Kapitel 8: Freigebigkei
Ich weiß, was sich ergibt aus dem Nehmen und dem Teilen, und wenn es alle Menschen wüssten, würden sie nichts essen ohne gegeben zu haben, noch würde Selbstsucht ihren Geist beflecken. Selbst wenn es ihr letzter Bissen wäre, würden sie nicht essen, ohne geteilt zu haben, solange jemand da ist, ihr Geschenk zu empfangen.
– Itivuttaka 26
Der Brauch zu geben, dana auf Pali, hat einen überragenden Platz in den Lehren des Buddha. Immer, wenn er die Menschen auf dem edlen Pfad eine abgestufte Reihe von Übungen lehrte, begann er mit der Lehre von der Bedeutsamkeit und dem Nutzen der Freigebigkeit. Auf dieser Basis sprach er als nächstes über die Bedeutsamkeit und den Nutzen der Ethik. Und darauf aufgebaut, erörterte er das Beruhigen des Geistes. Das wiederum führte zu den Einsichtsübungen, die, von einem ruhigen und standfesten Geist unterstützt, zur Erleuchtung führen. Nach der Erleuchtung, bekamen seine Schüler oft die Anweisung hinauszugehen und anderen zu helfen und ihnen zu Diensten zu sein. Dienen kann auch als ein Beispiel für Freigebigkeit gesehen werden, und so beginnt und endet der buddhistische Pfad mit dieser Tugend.

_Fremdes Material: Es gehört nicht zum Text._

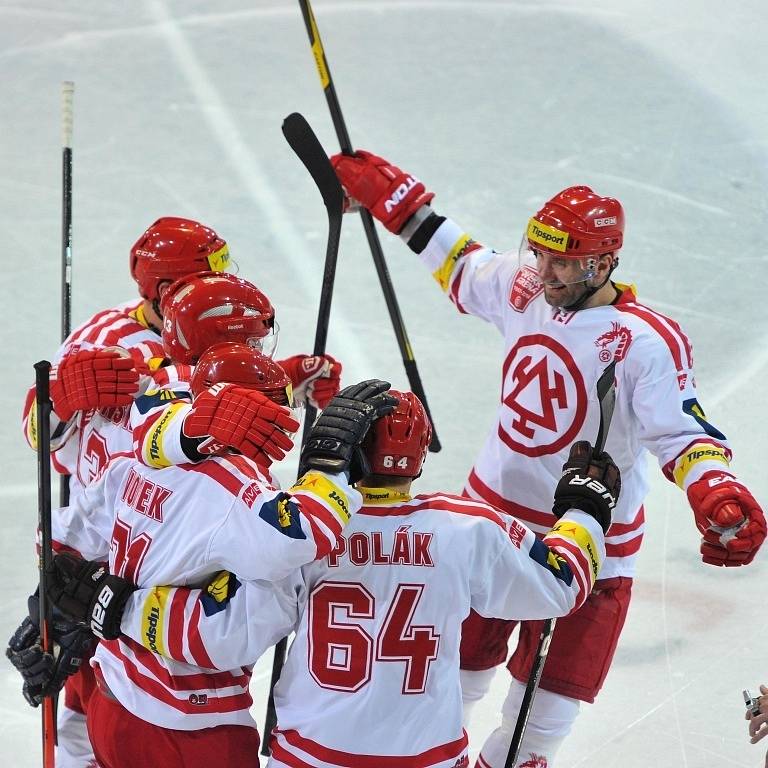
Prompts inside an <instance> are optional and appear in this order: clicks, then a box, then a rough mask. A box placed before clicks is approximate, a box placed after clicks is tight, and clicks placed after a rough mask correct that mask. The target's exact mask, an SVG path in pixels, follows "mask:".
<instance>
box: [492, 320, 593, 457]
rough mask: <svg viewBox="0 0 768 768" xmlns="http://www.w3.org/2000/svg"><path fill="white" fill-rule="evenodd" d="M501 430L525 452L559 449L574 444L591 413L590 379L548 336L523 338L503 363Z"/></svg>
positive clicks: (511, 441)
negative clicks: (587, 413)
mask: <svg viewBox="0 0 768 768" xmlns="http://www.w3.org/2000/svg"><path fill="white" fill-rule="evenodd" d="M501 401H502V412H501V416H500V419H499V427H498V434H499V439H500V440H502V442H504V443H505V444H506V445H507V446H508V447H509V448H511V449H512V450H513V451H516V452H517V453H522V454H523V455H525V456H546V455H549V454H553V453H558V452H559V451H561V450H563V449H564V448H566V447H568V446H569V445H570V444H571V443H573V442H574V440H575V439H576V437H577V435H578V434H579V431H580V429H581V427H582V425H583V424H584V419H585V418H586V413H587V390H586V387H585V384H584V377H583V376H582V375H581V371H579V369H578V367H577V366H576V362H575V361H574V359H573V357H572V355H571V354H570V352H568V350H567V349H566V348H565V347H564V346H563V345H562V344H560V343H559V342H557V341H555V340H554V339H552V338H550V337H549V336H545V335H543V334H534V335H531V336H521V337H520V339H519V340H518V342H517V343H516V344H515V346H514V347H512V349H511V350H510V351H509V354H508V355H507V358H506V360H505V361H504V367H503V384H502V400H501Z"/></svg>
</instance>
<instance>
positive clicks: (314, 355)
mask: <svg viewBox="0 0 768 768" xmlns="http://www.w3.org/2000/svg"><path fill="white" fill-rule="evenodd" d="M278 365H280V367H281V368H282V369H283V370H284V371H285V372H286V373H287V374H288V378H289V379H290V380H291V384H292V385H293V396H294V397H295V398H296V402H297V403H299V404H301V403H307V402H309V404H310V405H312V406H314V407H315V408H319V409H320V410H322V409H323V408H325V406H326V405H328V403H329V402H330V401H331V398H332V397H333V396H334V395H335V394H336V393H337V392H338V391H339V387H340V384H341V363H340V362H338V360H334V359H333V358H332V357H331V356H330V355H294V356H293V357H289V358H287V359H285V360H279V361H278Z"/></svg>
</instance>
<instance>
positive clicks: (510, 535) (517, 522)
mask: <svg viewBox="0 0 768 768" xmlns="http://www.w3.org/2000/svg"><path fill="white" fill-rule="evenodd" d="M507 534H508V535H509V539H510V541H511V542H512V543H513V544H514V545H515V546H516V547H517V548H518V549H520V545H521V544H522V542H523V539H524V538H525V528H523V526H522V525H520V523H518V522H517V520H514V519H513V520H512V522H511V524H510V526H509V530H508V531H507Z"/></svg>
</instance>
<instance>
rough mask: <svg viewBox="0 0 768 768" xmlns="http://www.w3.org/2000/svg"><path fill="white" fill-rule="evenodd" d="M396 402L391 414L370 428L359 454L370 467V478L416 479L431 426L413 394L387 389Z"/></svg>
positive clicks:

Dana bezieht sich auf das Geben und die Gabe selbst. Wenn der Buddha von der inneren Tugend der Freigebigkeit sprach, benutzte er das Wort caga, womit er dana mit dem Pfad verband. Das Wort caga ist besonders bezeichnend, weil es auch “Verzicht” und “Entsagung” bedeutet. In diesem Zusammenhang ist Freigebigkeit ein Geben, das den Mitteln und Umständen entsprechend, über das Notwendige, Gebräuchliche und Erwartete hinausgeht. Ganz sicher schließt es ein, Anhaftungen wie Geiz, Knausern und Gier aufzugeben. Weil in der Freigebigkeit auch ein Aufgeben von gewissen Aspekten unseres Selbstinteresses liegt, bedeutet es ein Schenken unseres Selbst. Der Buddha betonte, dass die spirituelle Wirksamkeit eines Geschenks nicht in der Höhe des Betrags liegt, sondern in der Gesinnung, mit der es gegeben wird. Eine kleine Gabe, die doch ein gewisses Opfer fordert, von einem Menschen mit geringem Einkommen ist von höherem spirituellen Wert, als ein großer, für ihn selbst aber unbedeutender, Betrag eines wohlhabenden Menschen.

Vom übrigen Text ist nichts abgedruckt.